Dire warnings for sole traders as super contributions are sacrificed to meet everyday costs

- October 20, 2022 2 MIN READ
Sole trader

Sole traders have been warned that they are sacrificing their futures as almost a quarter report they plan on cancelling or delaying their super contributions due to rising costs.

The findings come from the latest Hnry Sole Trader Pulse which suggests the figures are even worse for women.

The nationwide survey of self-employed people in Australia revealed that 31 per cent of women are considering cutting their super to make ends meet compared to 20 per cent of men. Even more alarming, since superannuation is not compulsory for the nation’s sole traders, over four in ten (43 per cent) admit they have never made a contribution.

Karan Anand, Hnry Australia Managing Director said it was unsurprising that the nation’s sole traders were neglecting their super given mounting economic pressures.

“With increasing inflationary and interest rate pressure, uncertainty in the economic outlook and financial admin taking them out of action for a full day every week or forcing them to find these hours last at night, it is no surprise that almost half of the self-employed – and vastly more women than men – are not contributing to their super.
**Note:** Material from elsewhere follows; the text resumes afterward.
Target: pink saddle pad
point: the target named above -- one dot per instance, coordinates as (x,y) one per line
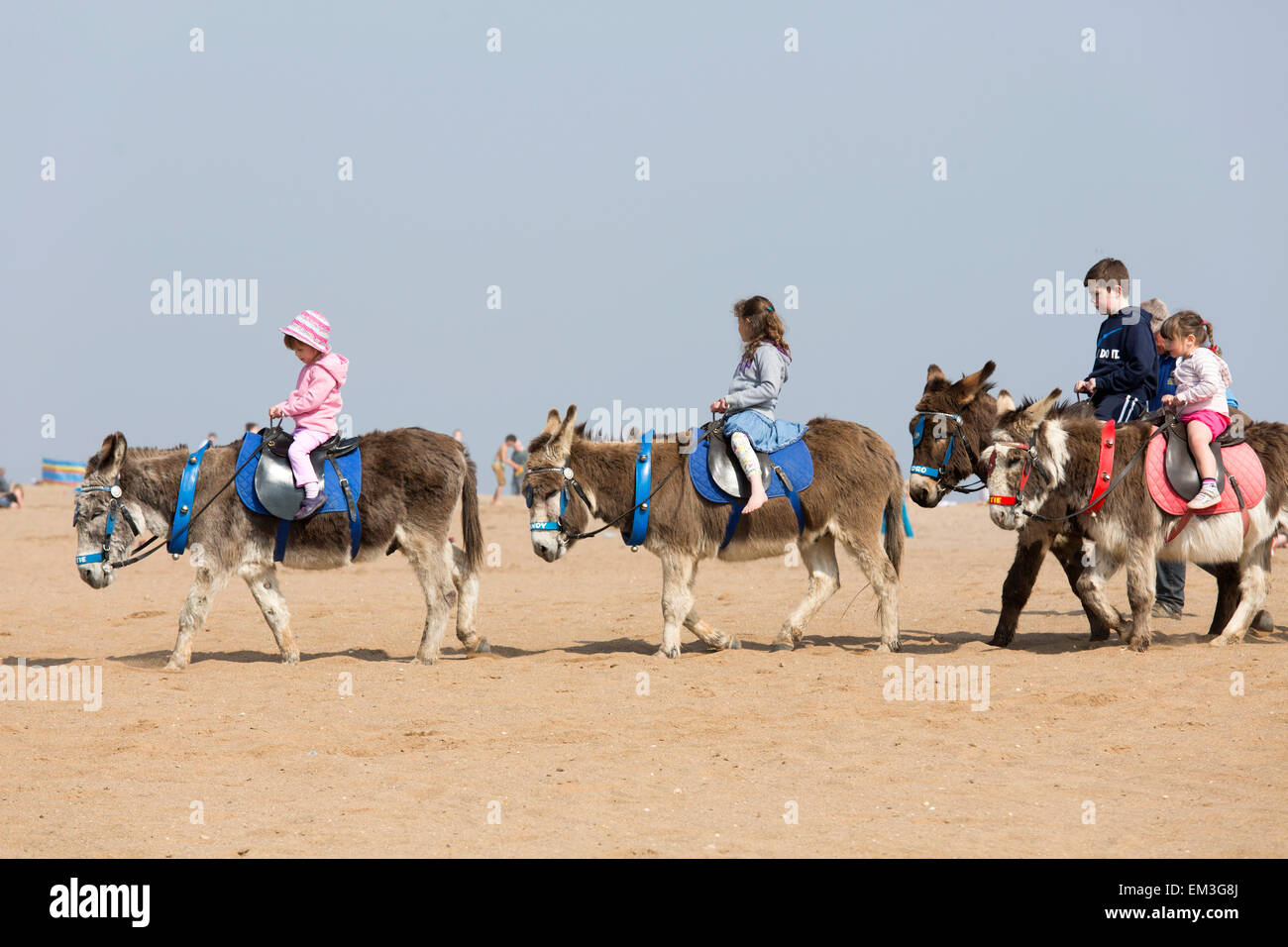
(1240,463)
“These pressures are compounded by the data that shows that just three weeks out from the tax filing deadline, only 50 per cent have completed their tax returns, Anand said.

The survey revealed sole traders are also battling increased working hours and lower rates as they attempt to cope with inflation and a competitive market. This results in less of the work-life balance that encouraged many to initially become self-employed.
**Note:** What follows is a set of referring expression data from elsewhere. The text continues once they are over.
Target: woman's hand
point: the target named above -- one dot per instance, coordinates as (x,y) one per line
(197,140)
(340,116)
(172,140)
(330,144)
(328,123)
The impact is being felt in a decline in their mental health and wellbeing.

Hnry reports fewer individuals to believe they have the right work-life balance than 12 months ago when the survey began. According to one respondent, a sole trader in the health sector: “Mental health is a booming industry, unfortunately”.

In fact, sole traders are more pessimistic about the medium-term outlook for the economy than they were during the depths of lockdown. Despite the fact that quarterly income is improving, economic conditions are biting.

“We also know that, overwhelmingly, sole traders consciously choose working for themselves because of the myriad positive benefits it brings: lifestyle, flexible working conditions, a chance to pursue their passion and choose their own future.

“Most Australians are facing tougher economic times at the moment and we really admire how the self-employed are pushing through. We are here to support them,” Anand said.

The Hnry Sole Trader Pulse is Australia’s only regular, comprehensive snapshot of self-employed people in Australia.